INDIANAPOLIS (AP) -Assistant Rob Senderoff resigned Tuesday amid a telephone recruiting scandal that already has cost Indiana one basketball scholarship and coach Kelvin Sampson a $500,000 pay raise.
The NCAA is still conducting its own investigation, which could lead to further sanctions.
“It’s a very strong message,” athletic director Rick Greenspan said of the internal investigation and report to the NCAA. “It’s been delivered by voice, by written word, by action. If you look at the self-imposed sanctions and the corrective actions, an astute person would look at these as very significant … all the way down the line.”

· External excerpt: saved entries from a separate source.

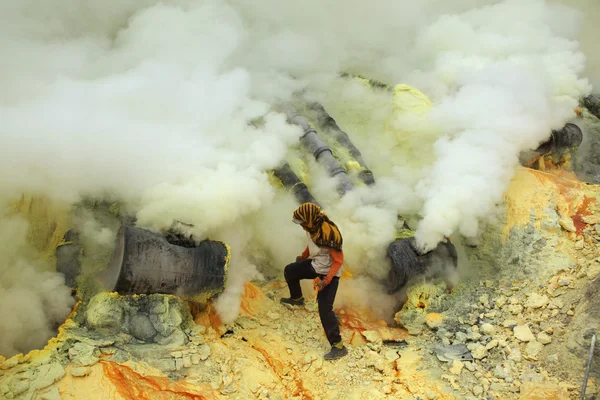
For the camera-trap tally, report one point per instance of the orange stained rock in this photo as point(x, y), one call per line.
point(251, 299)
point(132, 385)
point(108, 380)
point(542, 391)
point(531, 192)
point(354, 321)
point(434, 319)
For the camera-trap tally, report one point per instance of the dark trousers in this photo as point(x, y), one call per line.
point(303, 269)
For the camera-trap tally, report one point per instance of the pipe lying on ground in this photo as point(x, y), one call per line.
point(592, 103)
point(568, 137)
point(560, 149)
point(321, 152)
point(292, 183)
point(144, 262)
point(408, 264)
point(325, 120)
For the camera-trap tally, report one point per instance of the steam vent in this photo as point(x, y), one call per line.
point(154, 155)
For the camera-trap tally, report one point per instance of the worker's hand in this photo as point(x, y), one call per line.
point(320, 285)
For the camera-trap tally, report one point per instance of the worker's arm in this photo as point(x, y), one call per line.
point(304, 255)
point(338, 260)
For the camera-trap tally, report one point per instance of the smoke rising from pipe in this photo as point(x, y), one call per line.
point(167, 106)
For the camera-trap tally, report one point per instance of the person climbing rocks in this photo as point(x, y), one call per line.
point(322, 260)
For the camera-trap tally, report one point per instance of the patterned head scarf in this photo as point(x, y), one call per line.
point(321, 229)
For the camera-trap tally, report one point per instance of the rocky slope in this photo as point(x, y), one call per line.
point(520, 328)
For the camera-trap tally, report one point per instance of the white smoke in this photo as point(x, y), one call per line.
point(33, 301)
point(167, 105)
point(501, 86)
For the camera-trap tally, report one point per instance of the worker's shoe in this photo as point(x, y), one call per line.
point(293, 302)
point(336, 352)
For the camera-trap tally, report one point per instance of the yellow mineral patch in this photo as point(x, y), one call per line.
point(48, 222)
point(531, 192)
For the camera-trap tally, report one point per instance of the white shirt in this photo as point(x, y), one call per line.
point(321, 258)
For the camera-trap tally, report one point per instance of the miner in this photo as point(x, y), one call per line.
point(322, 261)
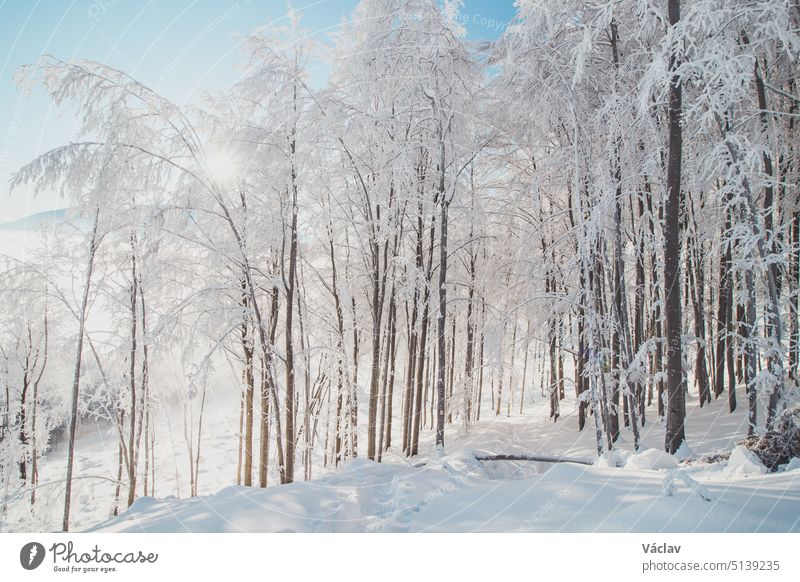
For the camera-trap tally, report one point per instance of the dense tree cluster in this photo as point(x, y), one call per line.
point(603, 201)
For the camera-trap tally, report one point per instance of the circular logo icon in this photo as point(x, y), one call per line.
point(31, 555)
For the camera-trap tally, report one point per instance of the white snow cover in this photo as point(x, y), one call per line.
point(744, 463)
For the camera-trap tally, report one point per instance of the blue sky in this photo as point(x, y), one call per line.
point(179, 47)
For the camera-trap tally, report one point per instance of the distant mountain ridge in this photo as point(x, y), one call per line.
point(48, 219)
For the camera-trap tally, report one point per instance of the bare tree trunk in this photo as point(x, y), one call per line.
point(76, 381)
point(676, 409)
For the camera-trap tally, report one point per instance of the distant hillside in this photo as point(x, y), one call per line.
point(48, 219)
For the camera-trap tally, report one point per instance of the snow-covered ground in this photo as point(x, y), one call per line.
point(625, 491)
point(646, 491)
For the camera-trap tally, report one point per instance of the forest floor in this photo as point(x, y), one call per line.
point(647, 491)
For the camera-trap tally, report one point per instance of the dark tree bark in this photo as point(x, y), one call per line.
point(676, 407)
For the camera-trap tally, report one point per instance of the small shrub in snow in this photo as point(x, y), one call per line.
point(744, 463)
point(778, 446)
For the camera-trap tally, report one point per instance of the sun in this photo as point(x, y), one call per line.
point(222, 166)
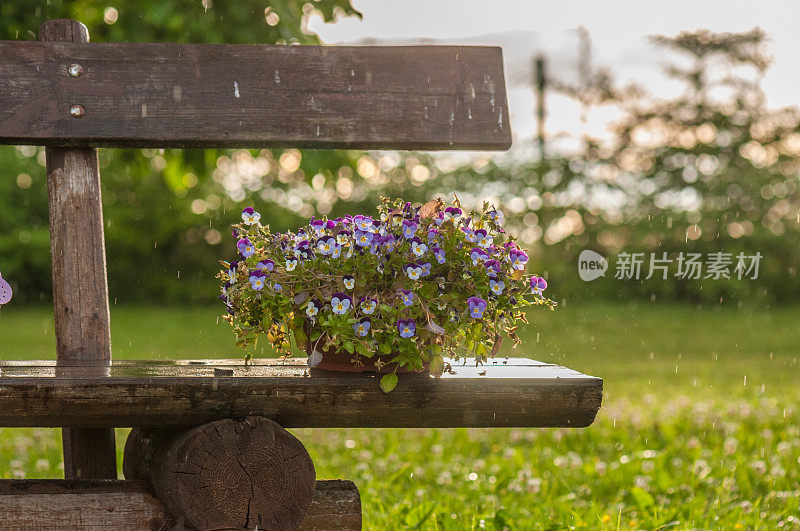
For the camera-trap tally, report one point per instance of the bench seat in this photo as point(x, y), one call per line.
point(511, 392)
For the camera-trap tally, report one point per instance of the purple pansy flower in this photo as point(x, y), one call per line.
point(492, 268)
point(363, 239)
point(409, 229)
point(476, 307)
point(469, 234)
point(258, 279)
point(413, 271)
point(246, 247)
point(538, 285)
point(318, 226)
point(363, 223)
point(407, 296)
point(497, 286)
point(340, 303)
point(361, 328)
point(478, 255)
point(518, 260)
point(368, 305)
point(406, 327)
point(483, 238)
point(267, 265)
point(303, 250)
point(343, 238)
point(325, 245)
point(426, 269)
point(250, 216)
point(418, 248)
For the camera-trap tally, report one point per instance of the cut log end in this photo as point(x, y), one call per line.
point(226, 474)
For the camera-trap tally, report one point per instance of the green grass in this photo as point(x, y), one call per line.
point(700, 426)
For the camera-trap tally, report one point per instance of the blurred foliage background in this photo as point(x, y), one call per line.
point(710, 170)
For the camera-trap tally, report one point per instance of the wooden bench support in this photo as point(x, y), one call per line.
point(80, 287)
point(248, 474)
point(113, 504)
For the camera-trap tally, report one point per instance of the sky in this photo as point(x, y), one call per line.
point(618, 31)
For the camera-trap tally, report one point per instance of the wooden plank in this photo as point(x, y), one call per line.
point(113, 504)
point(220, 95)
point(80, 288)
point(512, 392)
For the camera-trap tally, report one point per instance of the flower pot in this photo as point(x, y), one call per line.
point(341, 361)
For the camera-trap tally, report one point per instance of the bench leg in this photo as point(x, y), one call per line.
point(80, 287)
point(227, 474)
point(89, 453)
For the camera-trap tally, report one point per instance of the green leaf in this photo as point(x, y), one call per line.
point(388, 382)
point(437, 366)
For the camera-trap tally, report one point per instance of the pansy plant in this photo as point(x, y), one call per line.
point(406, 288)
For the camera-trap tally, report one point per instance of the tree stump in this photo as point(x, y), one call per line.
point(226, 474)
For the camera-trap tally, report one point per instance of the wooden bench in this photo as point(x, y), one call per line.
point(209, 447)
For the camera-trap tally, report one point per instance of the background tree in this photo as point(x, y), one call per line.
point(710, 170)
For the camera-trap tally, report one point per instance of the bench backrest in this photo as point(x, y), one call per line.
point(72, 96)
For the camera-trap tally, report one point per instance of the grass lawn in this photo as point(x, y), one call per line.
point(700, 425)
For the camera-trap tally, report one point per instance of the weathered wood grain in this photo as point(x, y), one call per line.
point(253, 474)
point(512, 392)
point(113, 504)
point(80, 288)
point(220, 95)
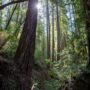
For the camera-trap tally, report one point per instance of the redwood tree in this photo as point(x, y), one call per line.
point(86, 4)
point(24, 57)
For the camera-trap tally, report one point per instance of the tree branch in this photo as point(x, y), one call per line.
point(10, 3)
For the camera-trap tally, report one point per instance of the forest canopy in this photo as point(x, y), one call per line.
point(44, 44)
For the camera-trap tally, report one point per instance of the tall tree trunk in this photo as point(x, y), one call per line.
point(24, 57)
point(53, 45)
point(58, 31)
point(86, 4)
point(48, 29)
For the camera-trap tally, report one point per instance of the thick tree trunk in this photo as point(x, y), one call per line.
point(53, 45)
point(48, 29)
point(24, 57)
point(58, 31)
point(86, 4)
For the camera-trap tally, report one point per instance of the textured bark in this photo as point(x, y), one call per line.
point(24, 57)
point(86, 4)
point(48, 29)
point(58, 31)
point(53, 45)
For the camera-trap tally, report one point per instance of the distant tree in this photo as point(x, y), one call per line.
point(58, 30)
point(48, 29)
point(86, 4)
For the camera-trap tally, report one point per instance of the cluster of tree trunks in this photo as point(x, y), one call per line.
point(86, 4)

The report, which does not accuse Sampson of any direct NCAA violations, details more than 100 impermissible recruiting calls, most of them by Senderoff. At least 10 of them were three-way calls that Sampson had been patched into, and another eight included incoming calls that couldn’t be identified.

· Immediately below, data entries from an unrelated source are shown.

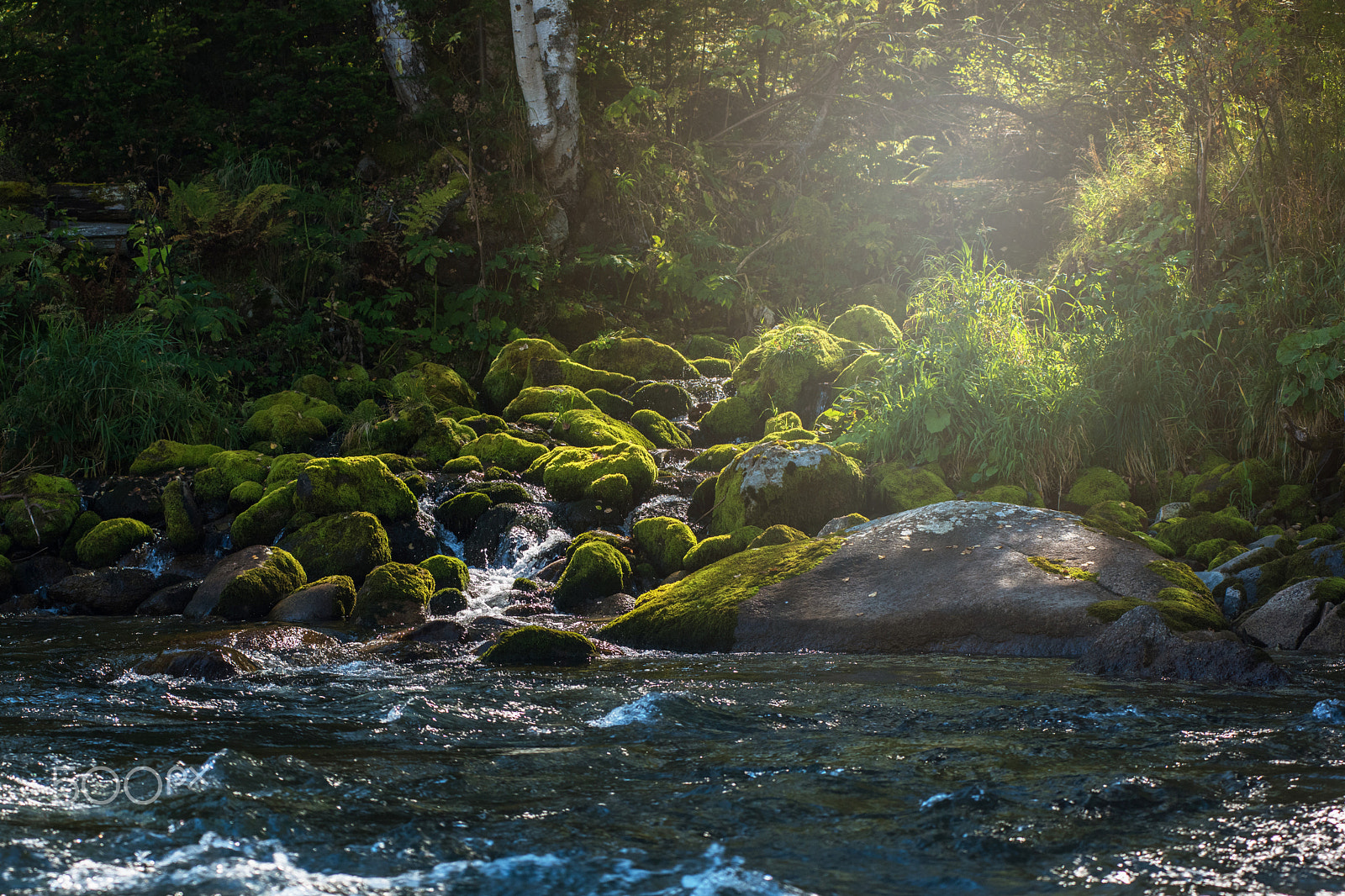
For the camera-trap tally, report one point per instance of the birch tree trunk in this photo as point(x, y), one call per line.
point(545, 45)
point(401, 54)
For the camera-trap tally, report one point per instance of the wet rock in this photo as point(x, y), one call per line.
point(246, 584)
point(210, 663)
point(168, 602)
point(324, 600)
point(111, 591)
point(1140, 645)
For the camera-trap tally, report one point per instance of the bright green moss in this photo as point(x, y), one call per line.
point(1062, 569)
point(166, 455)
point(699, 613)
point(450, 572)
point(540, 646)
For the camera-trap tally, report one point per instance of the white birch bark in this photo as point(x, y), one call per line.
point(545, 46)
point(401, 54)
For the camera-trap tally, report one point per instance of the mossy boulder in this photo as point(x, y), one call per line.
point(731, 419)
point(166, 455)
point(540, 646)
point(1181, 533)
point(898, 488)
point(786, 363)
point(797, 483)
point(638, 358)
point(609, 403)
point(663, 541)
point(349, 544)
point(509, 370)
point(571, 472)
point(666, 398)
point(342, 485)
point(661, 430)
point(504, 450)
point(779, 535)
point(228, 470)
point(450, 572)
point(44, 512)
point(289, 419)
point(182, 519)
point(593, 430)
point(699, 613)
point(1095, 486)
point(868, 326)
point(546, 400)
point(253, 593)
point(1246, 483)
point(109, 540)
point(393, 595)
point(437, 385)
point(596, 569)
point(551, 372)
point(264, 521)
point(459, 514)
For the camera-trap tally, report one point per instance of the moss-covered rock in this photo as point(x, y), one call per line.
point(349, 544)
point(699, 613)
point(437, 385)
point(611, 405)
point(593, 430)
point(546, 400)
point(799, 483)
point(459, 514)
point(868, 326)
point(596, 569)
point(540, 646)
point(253, 593)
point(898, 488)
point(731, 419)
point(109, 540)
point(166, 455)
point(571, 472)
point(450, 572)
point(509, 370)
point(393, 595)
point(1095, 486)
point(663, 541)
point(228, 470)
point(716, 458)
point(44, 513)
point(551, 372)
point(289, 419)
point(614, 490)
point(1181, 533)
point(716, 367)
point(661, 430)
point(786, 362)
point(779, 535)
point(638, 358)
point(1247, 483)
point(504, 450)
point(340, 485)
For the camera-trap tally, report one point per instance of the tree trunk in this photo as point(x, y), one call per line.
point(404, 58)
point(545, 44)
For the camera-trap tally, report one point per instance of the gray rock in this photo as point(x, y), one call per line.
point(1284, 620)
point(1329, 634)
point(112, 591)
point(1140, 645)
point(952, 577)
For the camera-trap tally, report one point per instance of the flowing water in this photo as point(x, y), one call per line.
point(342, 772)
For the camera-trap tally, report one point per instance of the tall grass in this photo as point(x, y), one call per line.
point(87, 400)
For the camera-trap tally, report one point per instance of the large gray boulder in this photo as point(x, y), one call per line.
point(977, 577)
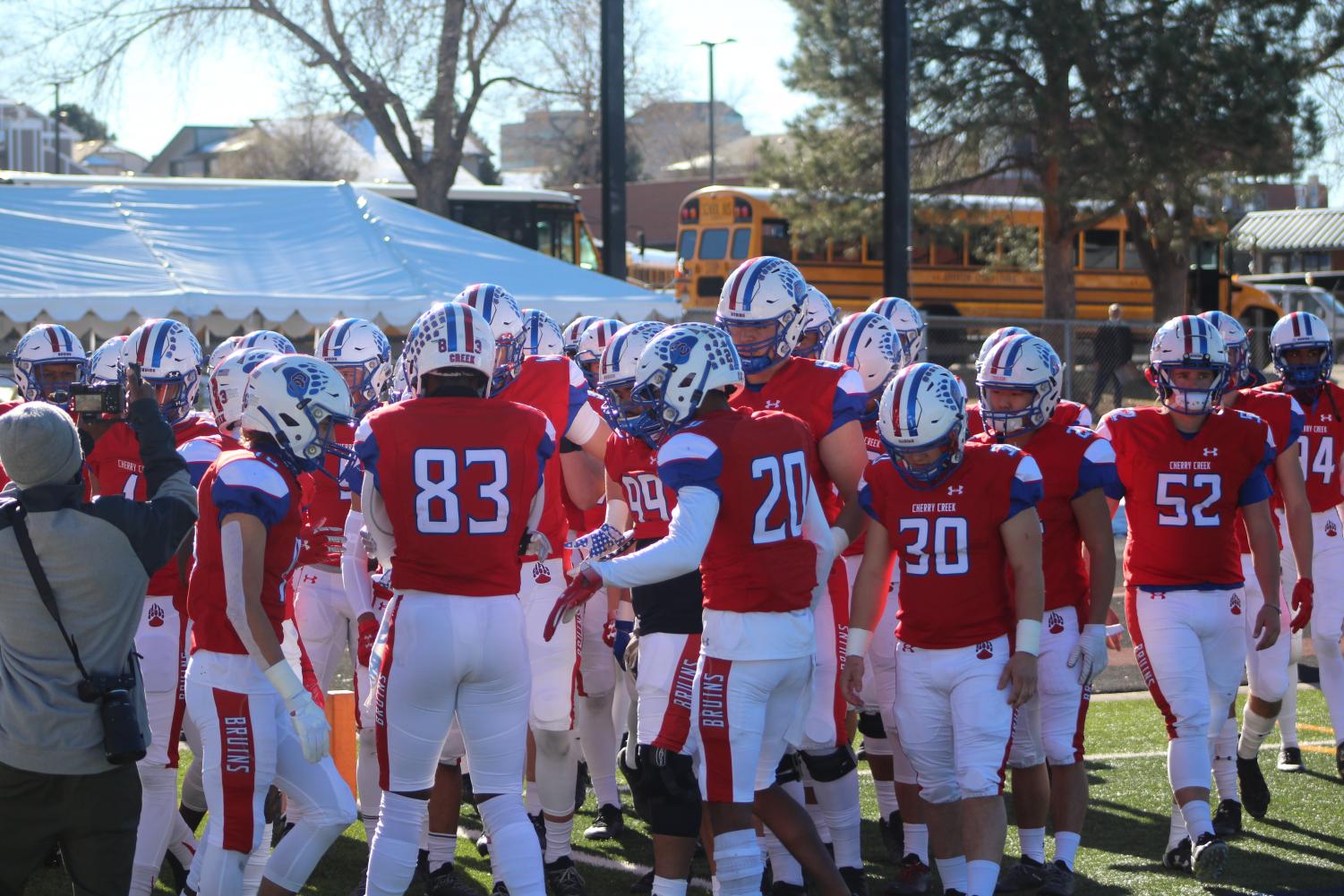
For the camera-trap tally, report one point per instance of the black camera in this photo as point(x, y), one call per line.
point(123, 739)
point(104, 397)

Greenspan wouldn’t speculate what action the NCAA would take or the timetable for reaching a decision. He said Dan Dakich, a former Indiana player and assistant coach and former head coach at Bowling Green, would likely take Senderoff’s spot on Sampson’s staff.
Dakich was hired as IU director of basketball operations in June and would be subject to the same restrictions the university imposed on Senderoff, Greenspan said.
Senderoff, a former assistant at Kent State, was hired by Sampson in May 2006, the same month the NCAA sanctioned Sampson for making 577 impermissible phone calls between 2000-2004 while he was coach at Oklahoma. Sampson was barred from calling recruits or making off-campus recruiting trips for one year, but on Oct. 14, less than five months after those sanctions expired, Indiana announced its compliance office had discovered the new violations that occurred while the original sanctions were still in effect.
“It’s important to keep this in perspective,” Greenspan said. “The total number of calls at issue is a fraction of 1 percent of the total number of recruiting calls made each year by the men’s basketball staff. We take this matter very seriously and demand full compliance with the rules.
“We believe these sanctions more than compensate for the extra calls.”
Three-way calls with recruits normally are permitted under NCAA rules but were banned as part of the previous sanctions.
As a result of the internal investigation, Indiana gave up one basketball scholarship in 2008-09 and Sampson, starting his second season with the Hoosiers, voluntarily forfeited his scheduled pay raise.
Under the university’s sanctions, Sampson would be restricted to four off-campus recruiting days during the fall 2007 contact period and no more than 10 additional off-campus recruiting days through July 31, 2008.